EDD’s Stripe integration is mature and battle-tested.

Multiple non-Stripe gateways are available as add-ons, so the fallback architecture is reasonable.

EU VAT compliance requires a paid add-on, which adds to the total cost.

If your business already runs on EDD, the Stripe integration is solid.

If you are starting fresh, GetPaid covers most of the same use cases with a lighter footprint and free EU VAT.

The Hidden Cost of Stripe-Only

The cost of a Stripe-only plugin is not in its annual license.

It is in the migration you will do later, when you discover the limitation that did not show up in the feature comparison.

The German buyer who only pays via bank transfer.

The Brazilian customer who needs Pix or Boleto.

The recurring customer whose card expires while Stripe is having a regional incident.

The Stripe risk review that puts a 90-day hold on your funds during the worst possible week.

The “we no longer support your business category” email that arrives 18 months in.

When one of those scenarios hits a Stripe-only setup, your options are limited.

Migrate to a different plugin (rebuild your products, your checkout, your subscriptions).

Or stop selling until the situation resolves.

A plugin that supports Stripe deeply and also speaks PayPal, bank transfer, and a handful of other gateways gives you a five-minute fix instead of a five-day migration.

The Practical Path

The best Stripe plugin for WordPress is the one that gives you full Stripe capability and a clean path to other gateways when you need one.

For most operators selling digital products, services, courses, or memberships, that is GetPaid plus the free GetPaid Stripe Payments add-on.

Stripe Checkout, Apple Pay, Google Pay, 3DS2, subscriptions, recurring billing: all included, all free.

PayPal, bank transfer, and 20+ optional gateway add-ons: all available when Stripe is not the right answer for a specific customer or a specific situation.

Full EU VAT compliance: shipped in the free core.

Total cost for most operators: $0 to $100 per year depending on which optional add-ons you need.

If you are building a membership site, the natural pairing is GetPaid plus the UsersWP Membership plugin, with the step-by-step paywall tutorial showing the full setup from scratch.

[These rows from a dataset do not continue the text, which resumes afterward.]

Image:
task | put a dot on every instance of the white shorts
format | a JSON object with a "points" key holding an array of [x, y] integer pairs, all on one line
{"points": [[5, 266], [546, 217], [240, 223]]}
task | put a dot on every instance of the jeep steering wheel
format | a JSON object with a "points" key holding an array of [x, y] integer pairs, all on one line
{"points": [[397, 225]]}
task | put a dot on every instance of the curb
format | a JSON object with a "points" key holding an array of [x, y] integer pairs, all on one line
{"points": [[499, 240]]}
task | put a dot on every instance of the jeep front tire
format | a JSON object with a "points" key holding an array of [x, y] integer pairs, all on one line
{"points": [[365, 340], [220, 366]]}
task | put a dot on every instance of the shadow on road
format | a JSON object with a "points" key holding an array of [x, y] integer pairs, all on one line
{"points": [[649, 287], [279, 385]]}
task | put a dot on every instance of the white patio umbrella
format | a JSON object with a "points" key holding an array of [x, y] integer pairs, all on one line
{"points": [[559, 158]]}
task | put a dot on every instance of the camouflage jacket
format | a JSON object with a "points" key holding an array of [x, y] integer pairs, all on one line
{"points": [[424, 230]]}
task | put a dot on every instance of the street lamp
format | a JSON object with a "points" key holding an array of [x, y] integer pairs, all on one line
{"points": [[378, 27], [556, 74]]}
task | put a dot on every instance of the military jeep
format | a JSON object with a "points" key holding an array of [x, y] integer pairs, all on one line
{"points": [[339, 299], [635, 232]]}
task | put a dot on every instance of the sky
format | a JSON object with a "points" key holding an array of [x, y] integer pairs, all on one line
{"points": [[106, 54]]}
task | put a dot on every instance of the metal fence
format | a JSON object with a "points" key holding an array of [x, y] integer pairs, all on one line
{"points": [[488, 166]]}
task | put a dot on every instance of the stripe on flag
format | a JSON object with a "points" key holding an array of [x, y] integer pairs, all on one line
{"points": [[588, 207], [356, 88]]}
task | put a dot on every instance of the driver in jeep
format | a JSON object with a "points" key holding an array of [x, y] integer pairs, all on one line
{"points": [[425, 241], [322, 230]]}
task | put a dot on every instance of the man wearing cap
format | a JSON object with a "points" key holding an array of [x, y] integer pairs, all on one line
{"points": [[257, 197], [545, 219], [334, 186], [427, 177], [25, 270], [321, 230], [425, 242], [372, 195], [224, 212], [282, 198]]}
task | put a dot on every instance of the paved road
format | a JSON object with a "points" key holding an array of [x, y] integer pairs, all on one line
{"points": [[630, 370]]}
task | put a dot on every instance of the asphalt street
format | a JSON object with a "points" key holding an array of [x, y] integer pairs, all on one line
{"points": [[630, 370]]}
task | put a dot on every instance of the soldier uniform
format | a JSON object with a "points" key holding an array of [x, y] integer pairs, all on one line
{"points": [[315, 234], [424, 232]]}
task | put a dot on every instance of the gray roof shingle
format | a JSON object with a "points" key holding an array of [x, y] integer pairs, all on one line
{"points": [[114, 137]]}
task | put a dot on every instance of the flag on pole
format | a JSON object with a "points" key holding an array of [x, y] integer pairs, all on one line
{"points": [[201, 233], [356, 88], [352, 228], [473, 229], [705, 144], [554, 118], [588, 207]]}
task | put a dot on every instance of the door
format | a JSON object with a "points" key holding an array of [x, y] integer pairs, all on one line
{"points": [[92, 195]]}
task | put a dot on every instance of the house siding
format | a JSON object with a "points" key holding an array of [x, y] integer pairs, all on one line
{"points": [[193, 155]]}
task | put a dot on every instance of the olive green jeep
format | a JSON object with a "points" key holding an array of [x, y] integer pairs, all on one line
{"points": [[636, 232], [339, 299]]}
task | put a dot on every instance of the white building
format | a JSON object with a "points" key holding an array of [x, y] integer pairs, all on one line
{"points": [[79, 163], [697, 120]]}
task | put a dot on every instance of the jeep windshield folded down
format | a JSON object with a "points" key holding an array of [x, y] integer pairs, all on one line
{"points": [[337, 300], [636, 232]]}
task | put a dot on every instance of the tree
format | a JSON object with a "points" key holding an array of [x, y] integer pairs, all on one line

If you are selling individual articles, chapters, magazine issues, or reports as standalone products, the per-item paywall pattern covers that specific business model.

Final Thoughts

Stripe is the right payment processor for the vast majority of WordPress operators.

A Stripe-only plugin is not the right architecture for the vast majority of those same operators.

The difference is the day Stripe is unavailable, the customer is in a country Stripe does not serve, or your business is reclassified as one Stripe no longer wants.

Pick a plugin that does Stripe well and also keeps the door open to other gateways.

The free GetPaid plugin with the GetPaid Stripe Payments add-on is built for exactly this use case.

Start with Stripe.

Keep the rest of the gateway market a settings change away.